As expected, Bluemix was highly accurate, agreeing with our intuition when we visualized and drilled down into the data. One of the major pros of Bluemix was it does do real-time sentiment analysis (although combining this with internal data may not be real-time) and is easy to use and set-up. It took under 30 minutes to run the Alchemy demo given on the IBM website which involves installing Python and a MongoDB database to store the results.
We produced the following visualization searching for recent “Sportchek” tweets using IBM Watson.
The colors represent a statistical sample that was taken (because there was such a large volume of data, we can’t display it all). The sample is statistically speaking, a representative of the population of all tweets as a whole.
We used Excel’s rand() formula to generate our sample for us. We came up with the following table suggesting our predictions were similar to Watson’s with approximately two-thirds of our Tweets being positive so there was no correlation between our results and Watsons although our sample size was considerably larger and broader as we used Spark Streaming which may explain the discrepancy.
We also explored some of the packages available in R for batch sentiment analysis. R is a statistical programming language similar to Python and with a very active open source development community. R is very popular among data scientists and is particularly good at visualization. Here is a word cloud created using a simple R script. We searched for the hashtag #Sportchek and displayed the top results.
We tried the following R packages: TwitteR, tm, RColorBrewer and sentR. The last package provides a simple pre-trained Naïve Bayes classifier but could be substituted for a custom in-house algorithm.
The Twitter API is a massive bottleneck for any application that needs to use it and collecting enough data to train the model can be a major issue. If you’re using Watson you will be limited by both IBM and Twitter’s APIs and must agree to their policies and terms of service which might influence your decision if you need a more robust enterprise solution. For production use cases I’d suggest using the Twitter firehose.
The tm package in R is very popular among data scientists for doing text mining because of its corpus function which makes it trivial to transform text into a bag of words model that can be used as input into most machine learning algorithms available with R.
The code we wrote was under 50 lines and could easily be ported to Spark Streaming with SparkR.
We also tried a couple open source projects and proprietary solutions with mixed results including Rosette and Sentiment140 which are free for academics but charges for commercial use.
With all these different options available for doing sentiment analysis, it’s hard to keep track and find the best solution for your business needs so we summarized our analysis in a table:.

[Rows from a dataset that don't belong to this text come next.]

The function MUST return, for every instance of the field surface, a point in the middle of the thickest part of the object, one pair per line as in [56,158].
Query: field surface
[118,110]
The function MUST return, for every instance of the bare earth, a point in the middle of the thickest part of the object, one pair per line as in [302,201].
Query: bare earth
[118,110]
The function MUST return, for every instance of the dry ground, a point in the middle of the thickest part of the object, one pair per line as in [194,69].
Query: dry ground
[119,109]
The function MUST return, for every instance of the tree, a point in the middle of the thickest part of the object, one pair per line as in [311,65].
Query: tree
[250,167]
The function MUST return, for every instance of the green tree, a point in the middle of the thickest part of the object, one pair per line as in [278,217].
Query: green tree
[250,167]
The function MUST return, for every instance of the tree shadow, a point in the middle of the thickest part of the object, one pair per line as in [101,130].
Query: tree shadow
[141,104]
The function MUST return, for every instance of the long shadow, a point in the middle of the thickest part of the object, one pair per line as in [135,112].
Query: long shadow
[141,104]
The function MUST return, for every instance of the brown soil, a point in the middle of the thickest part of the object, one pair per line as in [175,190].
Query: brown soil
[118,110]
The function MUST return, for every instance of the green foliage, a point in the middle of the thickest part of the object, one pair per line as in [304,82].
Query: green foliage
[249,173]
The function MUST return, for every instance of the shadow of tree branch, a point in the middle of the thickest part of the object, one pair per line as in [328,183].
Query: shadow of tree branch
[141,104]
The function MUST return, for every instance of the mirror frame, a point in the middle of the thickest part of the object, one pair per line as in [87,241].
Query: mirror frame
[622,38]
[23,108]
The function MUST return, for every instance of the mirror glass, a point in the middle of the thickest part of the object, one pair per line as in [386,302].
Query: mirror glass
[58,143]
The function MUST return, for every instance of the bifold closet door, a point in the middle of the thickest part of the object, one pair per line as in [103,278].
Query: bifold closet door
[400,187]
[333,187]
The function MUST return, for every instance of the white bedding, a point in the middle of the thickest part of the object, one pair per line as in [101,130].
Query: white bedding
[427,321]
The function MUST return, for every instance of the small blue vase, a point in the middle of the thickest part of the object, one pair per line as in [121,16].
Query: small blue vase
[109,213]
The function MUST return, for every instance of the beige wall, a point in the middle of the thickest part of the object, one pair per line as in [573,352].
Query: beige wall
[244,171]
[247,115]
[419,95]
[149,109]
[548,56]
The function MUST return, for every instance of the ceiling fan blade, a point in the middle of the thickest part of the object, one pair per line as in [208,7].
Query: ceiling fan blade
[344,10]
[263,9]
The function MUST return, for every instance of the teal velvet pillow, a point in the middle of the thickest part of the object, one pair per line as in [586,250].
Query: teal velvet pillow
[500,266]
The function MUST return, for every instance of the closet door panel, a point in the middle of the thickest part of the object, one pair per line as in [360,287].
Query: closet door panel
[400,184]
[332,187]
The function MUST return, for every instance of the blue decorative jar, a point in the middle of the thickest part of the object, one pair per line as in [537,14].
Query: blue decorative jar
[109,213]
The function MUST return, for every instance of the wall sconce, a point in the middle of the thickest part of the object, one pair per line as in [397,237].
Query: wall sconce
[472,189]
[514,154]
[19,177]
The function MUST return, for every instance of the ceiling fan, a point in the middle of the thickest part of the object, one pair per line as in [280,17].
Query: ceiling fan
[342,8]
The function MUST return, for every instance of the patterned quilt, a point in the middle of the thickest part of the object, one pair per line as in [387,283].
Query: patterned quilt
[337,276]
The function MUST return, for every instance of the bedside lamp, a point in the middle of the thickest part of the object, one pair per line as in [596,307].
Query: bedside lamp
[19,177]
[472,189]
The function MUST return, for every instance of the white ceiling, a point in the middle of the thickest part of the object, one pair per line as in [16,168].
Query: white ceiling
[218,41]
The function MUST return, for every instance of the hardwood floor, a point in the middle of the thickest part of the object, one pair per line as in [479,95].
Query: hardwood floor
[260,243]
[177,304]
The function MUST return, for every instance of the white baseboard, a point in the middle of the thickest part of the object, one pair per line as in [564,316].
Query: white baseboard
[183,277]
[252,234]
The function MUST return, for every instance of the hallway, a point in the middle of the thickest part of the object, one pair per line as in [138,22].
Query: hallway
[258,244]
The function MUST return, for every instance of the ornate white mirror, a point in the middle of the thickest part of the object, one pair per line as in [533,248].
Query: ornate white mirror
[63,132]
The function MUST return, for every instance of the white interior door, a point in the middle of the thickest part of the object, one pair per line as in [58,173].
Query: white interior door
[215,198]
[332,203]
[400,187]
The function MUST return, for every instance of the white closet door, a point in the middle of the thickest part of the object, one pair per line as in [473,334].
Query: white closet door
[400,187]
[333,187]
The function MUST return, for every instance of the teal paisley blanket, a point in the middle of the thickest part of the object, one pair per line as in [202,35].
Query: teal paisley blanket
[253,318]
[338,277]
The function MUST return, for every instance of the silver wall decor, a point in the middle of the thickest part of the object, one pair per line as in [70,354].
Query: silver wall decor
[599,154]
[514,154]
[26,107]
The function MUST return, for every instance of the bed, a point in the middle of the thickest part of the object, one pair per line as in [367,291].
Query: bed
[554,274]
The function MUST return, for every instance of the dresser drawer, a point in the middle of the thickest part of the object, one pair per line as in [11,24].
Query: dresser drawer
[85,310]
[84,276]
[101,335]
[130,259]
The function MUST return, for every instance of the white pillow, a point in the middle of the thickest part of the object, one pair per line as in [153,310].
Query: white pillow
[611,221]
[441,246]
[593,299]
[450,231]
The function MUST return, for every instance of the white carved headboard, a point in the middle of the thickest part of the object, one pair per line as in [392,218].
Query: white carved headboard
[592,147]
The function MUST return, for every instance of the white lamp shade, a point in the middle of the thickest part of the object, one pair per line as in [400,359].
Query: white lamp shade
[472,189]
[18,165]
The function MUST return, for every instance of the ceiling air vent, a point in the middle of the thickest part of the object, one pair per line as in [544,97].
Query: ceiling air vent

|In-house (Python)||TextBlob||Watson on Bluemix|
|Accuracy||Very Accurate||Accurate||Very Accurate|
|Security||On-prem||On-prem||SaaS with SSL optional|
|Real-Time||Yes if used with Spark Streaming instance||No||Yes if used with Spark Streaming API|
|Comments||High learning curve||Benchmark||Easy installation|
I hope this blog has provided you some insight on real-time sentiment analysis and some of the options available. There are pros and cons to choosing an in-house algorithm over something like Bluemix which offers sentiment analysis as a cloud service but ultimately your choice will depend on your business needs.